Post by zaidi azizob Thu 15 Jul 2010, 12:17 pm

Thursday July 15, 2010
So who really was the star?
AT YOUR SERVICE
By TAN SRI MOHD SIDEK HASSAN
sidek@pmo.gov.my

The recent World Cup results in South Africa should serve as an eye opener to everyone, especially those in the civil service. In order to shine, one must alter one’s mindset and adapt to changing times.
I AM pretty sure you have just recovered from your World Cup highs and blues, depending on which team you supported at the World Cup. Paul the Octopus has decided to retire, although Spain is keen to host it. Germany has long done its dish of great sells; and yes, when asked about Paul the Octopus, Maradona said, “I prefer sushi.”

Imagine in a game of football, what ultimately caught attention was not Wayne Rooney, or Lionel Messi, or Steven Gerrard and John Terry. Their star powers were not enough for scores! What caught the most attention, eclipsing even Spain the ultimate winners, was Paul the Octopus. An outsider, non-football player (non-human I might add) and an unassuming sage – who had nothing what so ever to do with the game of football – caught everyone’s attention.

Because it brought the much needed excitement in what many said was a disappointing performance by world-class superstars. Herein lie lessons we can learn from, collectively.
Cult status: Paul the Octopus is definitely the most unexpected show stealer in World Cup history. - AP
All too often we are in a game, albeit a job, for so long that we perceive it’s our own to claim and no one else’s. We think of it as our birth right as we are the “indigenous, the bumiputra and the ones with the only right over it”.

We psyche ourselves into believing, even to the point of self-deception, that only WE can do the job. And, an outsider could not survive the pace, or know the rhythm, not the least sing the blues when days are tough.

We build a “club mentality” amongst ourselves and subliminally stifle all else that seems foreign to us.
We insist that we are the deserving “stars” of any right that the job might offer. Yet when we are told to raise our game and deliver, we fail, as England did at the World Cup; so abysmally.

England has some of the leading and most profitable football clubs in the world with star powers almost reaching Hollywood celebrity status. Yet when they disbanded the clubs, and got the country to play for its own people, these stars lost terribly. Why? The greatness of their clubs relied on non-English players. Look at Arsenal. It is made up almost wholly of non-English players. Another glaring example is Germany in this World Cup. They had 11 non-Germans playing for them.

I make these points simply to illustrate the obvious. The harsh reality of competitiveness is that it is blind to race, colour, creed or gender. In a borderless world of today, it would seem so rhetorical to even suggest we need fortitude to compete. NEED is not the noun we can use any longer.

The real noun for now is, NORM. It is a norm, a way of life, and presumed verdict that to be different, you need a difference. How we make that difference lies in our own capabilities and wherewithal, individually and collectively.

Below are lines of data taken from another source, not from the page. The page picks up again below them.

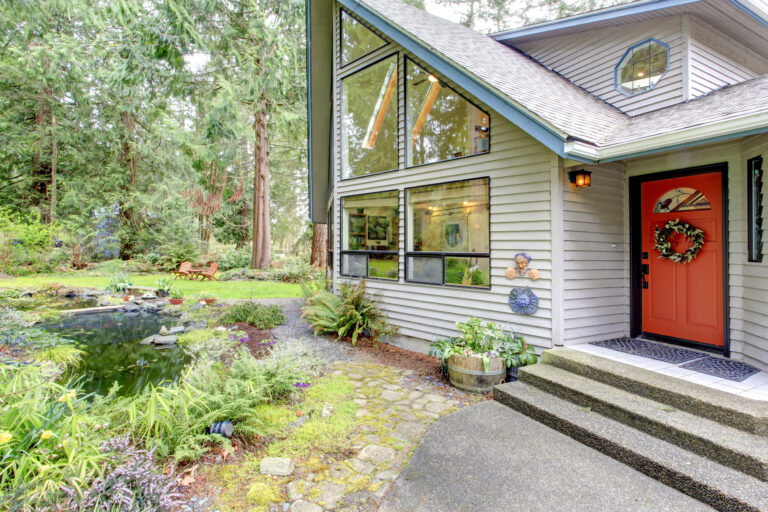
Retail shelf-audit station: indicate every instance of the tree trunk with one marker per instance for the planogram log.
(54, 163)
(260, 254)
(129, 162)
(319, 255)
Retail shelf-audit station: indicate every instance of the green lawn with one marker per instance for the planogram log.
(222, 289)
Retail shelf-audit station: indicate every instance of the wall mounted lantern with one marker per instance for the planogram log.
(580, 178)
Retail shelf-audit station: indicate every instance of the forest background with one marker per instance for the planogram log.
(162, 130)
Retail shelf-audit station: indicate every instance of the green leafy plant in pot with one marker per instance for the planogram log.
(478, 359)
(176, 296)
(164, 287)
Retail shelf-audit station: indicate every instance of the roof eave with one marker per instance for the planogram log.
(536, 127)
(695, 136)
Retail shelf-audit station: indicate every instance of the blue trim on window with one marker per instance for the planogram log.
(616, 68)
(530, 125)
(586, 19)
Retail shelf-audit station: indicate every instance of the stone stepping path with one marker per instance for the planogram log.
(393, 419)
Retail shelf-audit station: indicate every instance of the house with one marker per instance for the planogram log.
(565, 167)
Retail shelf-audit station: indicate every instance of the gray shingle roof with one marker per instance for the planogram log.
(552, 98)
(730, 102)
(522, 80)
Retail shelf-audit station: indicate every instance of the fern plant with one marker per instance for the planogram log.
(346, 316)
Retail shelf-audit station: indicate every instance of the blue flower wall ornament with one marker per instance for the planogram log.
(523, 301)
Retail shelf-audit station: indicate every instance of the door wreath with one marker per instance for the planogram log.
(694, 235)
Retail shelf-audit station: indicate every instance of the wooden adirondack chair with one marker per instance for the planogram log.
(208, 274)
(185, 271)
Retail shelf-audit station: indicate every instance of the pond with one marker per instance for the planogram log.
(113, 353)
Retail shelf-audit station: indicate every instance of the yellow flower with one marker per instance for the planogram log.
(67, 396)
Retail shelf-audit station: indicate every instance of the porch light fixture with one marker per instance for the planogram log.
(580, 178)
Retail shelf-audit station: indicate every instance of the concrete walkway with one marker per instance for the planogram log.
(489, 458)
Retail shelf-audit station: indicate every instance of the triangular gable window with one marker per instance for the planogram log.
(357, 40)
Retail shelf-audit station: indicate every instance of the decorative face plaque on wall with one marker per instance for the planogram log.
(522, 260)
(523, 300)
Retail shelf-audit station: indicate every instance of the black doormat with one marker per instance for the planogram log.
(723, 368)
(649, 349)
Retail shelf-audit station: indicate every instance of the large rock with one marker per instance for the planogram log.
(165, 340)
(376, 454)
(149, 340)
(305, 506)
(276, 466)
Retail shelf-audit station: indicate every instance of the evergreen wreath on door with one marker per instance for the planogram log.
(694, 235)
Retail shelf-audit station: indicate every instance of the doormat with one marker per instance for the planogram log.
(649, 349)
(723, 368)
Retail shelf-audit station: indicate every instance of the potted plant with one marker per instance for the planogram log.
(176, 296)
(164, 287)
(206, 297)
(478, 359)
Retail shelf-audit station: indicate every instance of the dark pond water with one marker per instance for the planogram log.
(113, 352)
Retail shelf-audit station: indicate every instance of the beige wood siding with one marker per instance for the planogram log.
(716, 60)
(596, 249)
(588, 59)
(520, 172)
(748, 282)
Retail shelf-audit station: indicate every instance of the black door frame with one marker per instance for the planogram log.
(635, 253)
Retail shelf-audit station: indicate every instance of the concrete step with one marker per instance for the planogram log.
(719, 486)
(726, 408)
(729, 446)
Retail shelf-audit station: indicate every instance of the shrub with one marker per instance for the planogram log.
(47, 437)
(235, 258)
(130, 483)
(346, 316)
(252, 313)
(119, 283)
(175, 418)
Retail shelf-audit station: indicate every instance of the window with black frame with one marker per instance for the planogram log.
(448, 234)
(755, 209)
(441, 123)
(370, 235)
(369, 119)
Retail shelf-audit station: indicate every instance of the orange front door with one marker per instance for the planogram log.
(684, 300)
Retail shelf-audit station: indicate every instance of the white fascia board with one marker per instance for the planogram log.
(731, 128)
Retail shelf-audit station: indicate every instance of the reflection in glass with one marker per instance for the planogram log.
(441, 123)
(468, 271)
(370, 226)
(642, 67)
(383, 267)
(369, 119)
(425, 269)
(354, 264)
(356, 39)
(450, 217)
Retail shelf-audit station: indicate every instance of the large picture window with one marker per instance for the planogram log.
(357, 40)
(370, 235)
(441, 123)
(448, 233)
(369, 119)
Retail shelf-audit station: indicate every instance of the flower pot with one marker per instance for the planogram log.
(467, 373)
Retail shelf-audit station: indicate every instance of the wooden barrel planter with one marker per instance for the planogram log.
(467, 373)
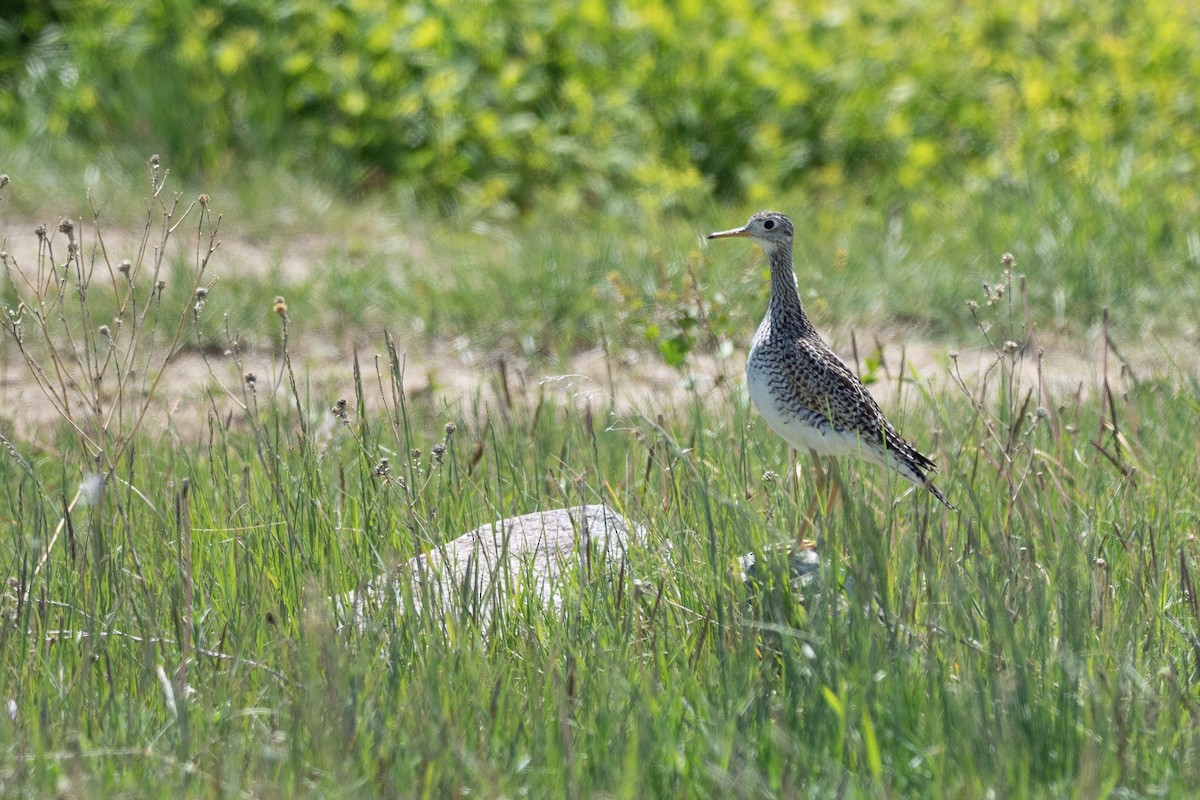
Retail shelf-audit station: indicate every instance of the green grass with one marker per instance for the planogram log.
(553, 284)
(179, 636)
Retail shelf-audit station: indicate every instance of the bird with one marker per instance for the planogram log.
(807, 395)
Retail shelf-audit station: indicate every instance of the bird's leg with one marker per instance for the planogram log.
(834, 487)
(826, 494)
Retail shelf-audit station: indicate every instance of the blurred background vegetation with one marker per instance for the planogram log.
(917, 139)
(665, 102)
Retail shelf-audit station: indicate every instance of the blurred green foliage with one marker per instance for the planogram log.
(651, 103)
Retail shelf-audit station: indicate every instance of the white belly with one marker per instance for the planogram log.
(795, 428)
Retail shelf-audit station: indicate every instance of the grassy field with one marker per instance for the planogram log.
(167, 623)
(498, 198)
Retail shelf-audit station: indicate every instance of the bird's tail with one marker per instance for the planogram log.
(936, 492)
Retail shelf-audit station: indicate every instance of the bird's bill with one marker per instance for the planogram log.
(729, 234)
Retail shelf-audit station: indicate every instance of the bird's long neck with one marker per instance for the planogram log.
(785, 301)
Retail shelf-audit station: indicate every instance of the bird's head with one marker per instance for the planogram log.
(768, 229)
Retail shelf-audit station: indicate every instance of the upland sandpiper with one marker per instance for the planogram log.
(803, 390)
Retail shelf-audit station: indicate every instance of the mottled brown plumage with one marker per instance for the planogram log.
(803, 390)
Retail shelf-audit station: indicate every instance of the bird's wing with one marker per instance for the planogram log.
(827, 386)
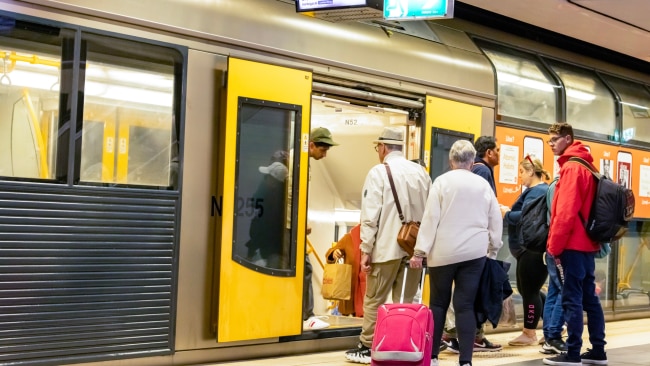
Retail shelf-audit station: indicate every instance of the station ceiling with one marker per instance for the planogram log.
(619, 25)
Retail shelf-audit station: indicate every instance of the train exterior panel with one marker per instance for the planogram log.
(141, 202)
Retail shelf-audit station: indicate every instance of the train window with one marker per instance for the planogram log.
(30, 70)
(590, 105)
(262, 233)
(129, 125)
(526, 91)
(635, 104)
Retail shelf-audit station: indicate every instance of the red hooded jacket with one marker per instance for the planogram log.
(573, 197)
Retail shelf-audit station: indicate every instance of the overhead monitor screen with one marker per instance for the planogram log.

We can no longer play traditional football and expect to win. We saw that in Brazil, Argentina and England. Great teams, with such superstar power countries. We can no longer just be the largest economy in the world and demand control.

We are seeing that in America and how vulnerable it has become to a devaluing of the Renminbi of China, whose economy was less competitive than Malaysia’s just 10 years ago.

What is certain today is that we need to earn our keep. Earn our value. Build our own self-worth. What is also clear is that we need to work in strength individually and collectively as a team. That is as real as day. The days when being in the Administrative and Diplomatic Service or PTD was seen as premier are long gone, passe.

The above scenario is fast nearing extinction in its class if not form. It is being displaced by a brand called “Public Service of Malaysia”. This brand’s constituents can come from anywhere – from within and without the service, from within and without PTD rankings.

The guy who turns up at the counter for a service, or writes you a complaint really doesn’t care if you are from the closed or open service. He doesn’t care if you are PTD Officer at a super scale A or Turus 1. He only cares for his service.

If a customer is greeted with bad service, the traditional – “Ah, the typical civil servant” verdict is fast uttered. The customer wouldn’t say: “Oh well, he was a PTD Officer and that is why I had good service or that she is from a closed service and a non-PTD, and gee no wonder she couldn’t serve!” No one really cares.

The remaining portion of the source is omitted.